7.8. transfer learning#

See also notes on 📌 causal inference for some close connections.

For neural-net specific transferring see 📌 adaption/transfer.

7.8.1. overviews#

transfer_taxonomy (from this paper)

7.8.2. domain adaptation algorithms#

Domain test bed available here, for generalizating to new domains (i.e. performing well on domains that differ from previous seen data)

  • Empirical Risk Minimization (ERM, Vapnik, 1998) - standard training

  • Invariant Risk Minimization (IRM, Arjovsky et al., 2019) - learns a feature representation such that the optimal linear classifier on top of that representation matches across domains.

  • distributional robust optimization

    • instead of minimizing training err, minimize maximum training err over different perturbations

    • Group Distributionally Robust Optimization (GroupDRO, Sagawa et al., 2020) - ERM + increase importance of domains with larger errors (see also papers from Sugiyama group e.g. 1, 2)
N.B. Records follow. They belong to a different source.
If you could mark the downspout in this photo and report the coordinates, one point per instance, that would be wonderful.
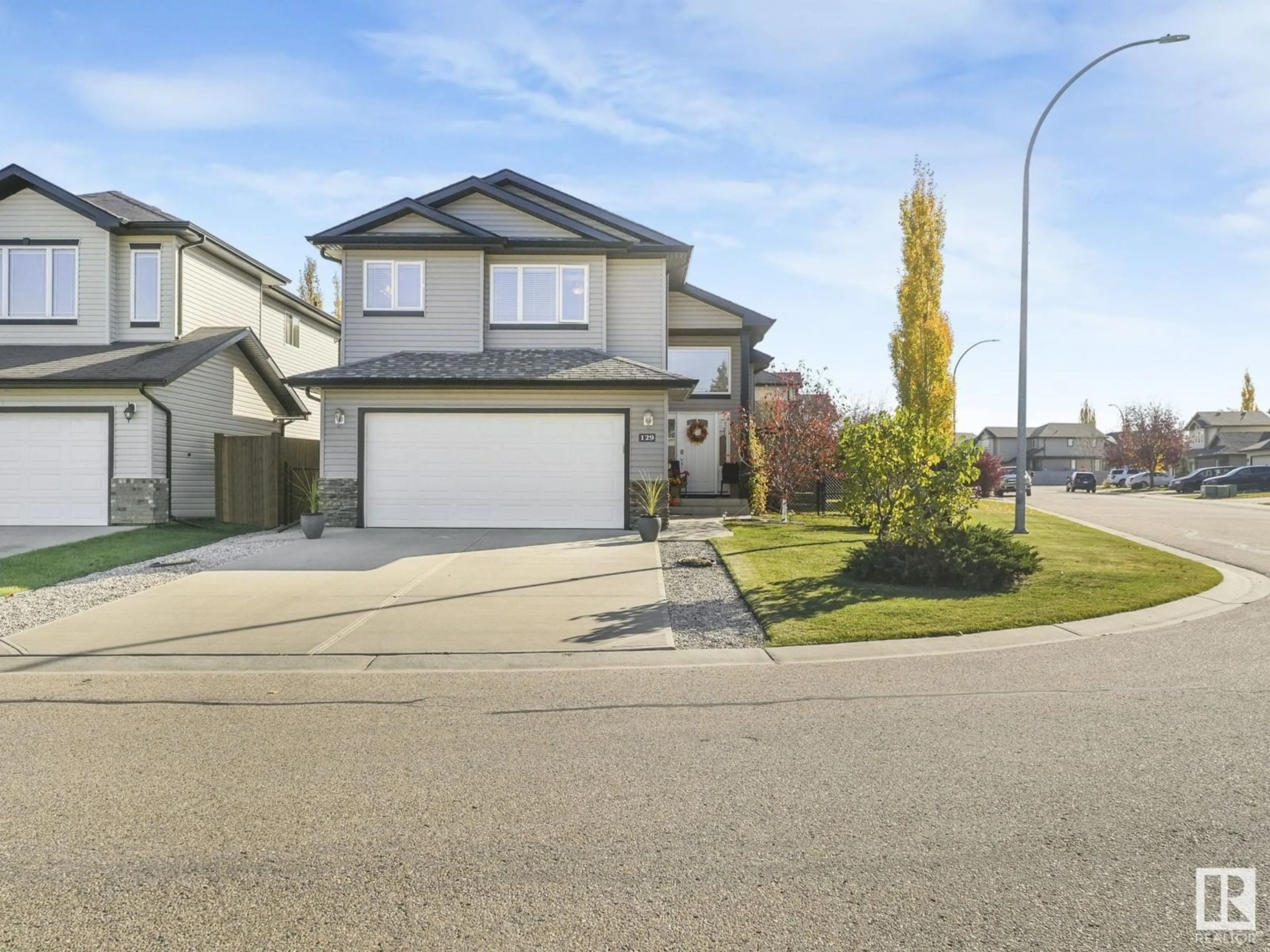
(167, 413)
(181, 291)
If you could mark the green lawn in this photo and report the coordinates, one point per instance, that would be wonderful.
(792, 577)
(48, 567)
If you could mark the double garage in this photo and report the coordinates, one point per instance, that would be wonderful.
(55, 468)
(498, 469)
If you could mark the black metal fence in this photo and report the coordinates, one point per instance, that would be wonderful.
(824, 496)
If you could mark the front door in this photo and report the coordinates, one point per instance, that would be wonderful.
(699, 451)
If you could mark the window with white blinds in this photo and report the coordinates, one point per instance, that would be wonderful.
(394, 286)
(539, 294)
(39, 284)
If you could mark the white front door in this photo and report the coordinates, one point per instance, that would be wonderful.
(55, 469)
(699, 459)
(496, 470)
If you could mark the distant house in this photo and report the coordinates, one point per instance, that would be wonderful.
(1052, 447)
(1226, 437)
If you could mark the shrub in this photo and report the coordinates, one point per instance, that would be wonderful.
(990, 476)
(973, 556)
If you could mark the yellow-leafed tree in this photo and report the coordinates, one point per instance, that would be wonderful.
(921, 346)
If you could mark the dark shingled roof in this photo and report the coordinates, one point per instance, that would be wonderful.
(502, 367)
(133, 365)
(129, 209)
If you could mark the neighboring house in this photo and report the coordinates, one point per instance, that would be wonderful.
(1225, 437)
(129, 338)
(516, 357)
(777, 385)
(1052, 447)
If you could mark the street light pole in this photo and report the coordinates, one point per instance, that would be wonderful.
(958, 364)
(1022, 433)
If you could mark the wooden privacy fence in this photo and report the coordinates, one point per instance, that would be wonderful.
(258, 478)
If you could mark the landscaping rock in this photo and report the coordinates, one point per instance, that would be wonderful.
(706, 610)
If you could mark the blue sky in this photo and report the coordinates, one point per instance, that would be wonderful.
(778, 138)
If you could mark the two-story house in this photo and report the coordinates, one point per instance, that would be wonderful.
(129, 338)
(1052, 447)
(1226, 437)
(516, 357)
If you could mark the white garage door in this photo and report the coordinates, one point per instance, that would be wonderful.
(543, 471)
(55, 469)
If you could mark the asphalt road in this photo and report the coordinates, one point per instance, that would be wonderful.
(1053, 798)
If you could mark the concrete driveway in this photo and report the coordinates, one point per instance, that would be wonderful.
(392, 592)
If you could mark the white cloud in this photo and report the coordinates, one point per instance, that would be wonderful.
(219, 95)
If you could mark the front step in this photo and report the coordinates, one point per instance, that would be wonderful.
(709, 508)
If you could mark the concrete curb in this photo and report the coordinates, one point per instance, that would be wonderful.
(1239, 587)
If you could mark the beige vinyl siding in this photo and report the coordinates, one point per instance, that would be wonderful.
(412, 225)
(635, 310)
(492, 215)
(222, 395)
(690, 314)
(733, 403)
(218, 295)
(28, 215)
(133, 449)
(122, 289)
(340, 444)
(319, 349)
(571, 214)
(451, 305)
(564, 337)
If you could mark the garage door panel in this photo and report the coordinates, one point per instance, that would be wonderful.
(494, 470)
(55, 469)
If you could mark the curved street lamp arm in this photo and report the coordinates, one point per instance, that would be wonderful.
(1022, 433)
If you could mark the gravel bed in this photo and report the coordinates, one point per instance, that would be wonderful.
(706, 610)
(48, 605)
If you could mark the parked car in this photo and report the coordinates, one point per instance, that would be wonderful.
(1249, 479)
(1118, 478)
(1086, 482)
(1008, 483)
(1191, 483)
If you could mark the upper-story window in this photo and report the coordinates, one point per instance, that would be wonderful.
(538, 294)
(712, 366)
(394, 286)
(39, 284)
(145, 285)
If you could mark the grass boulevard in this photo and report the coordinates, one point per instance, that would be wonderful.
(792, 577)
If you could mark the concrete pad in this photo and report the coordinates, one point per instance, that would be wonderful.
(27, 539)
(389, 592)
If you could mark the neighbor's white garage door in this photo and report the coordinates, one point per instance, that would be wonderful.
(55, 469)
(526, 470)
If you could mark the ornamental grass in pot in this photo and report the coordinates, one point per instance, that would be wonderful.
(312, 521)
(650, 494)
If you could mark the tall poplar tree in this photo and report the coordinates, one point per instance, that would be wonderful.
(310, 285)
(921, 346)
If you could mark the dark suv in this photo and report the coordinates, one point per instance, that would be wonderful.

      • minimize error for worst group

    • Variance Risk Extrapolation (VREx, Krueger et al., 2020) - encourages robustness over affine combinations of training risks, by encouraging strict equality between training risks

  • Interdomain Mixup (Mixup, Yan et al., 2020) - ERM on linear interpolations of examples from random pairs of domains + their labels

  • Marginal Transfer Learning (MTL, Blanchard et al., 2011-2020) - augment original feature space with feature vector marginal distributions and then treat as a supervised learning problem

  • MAML (finn, abbeel, & levine, 2017) - minimize parameters for metalearning including finetuning as part of the process (intuitively, find parameters that improve performance on a task after finetuning on that task)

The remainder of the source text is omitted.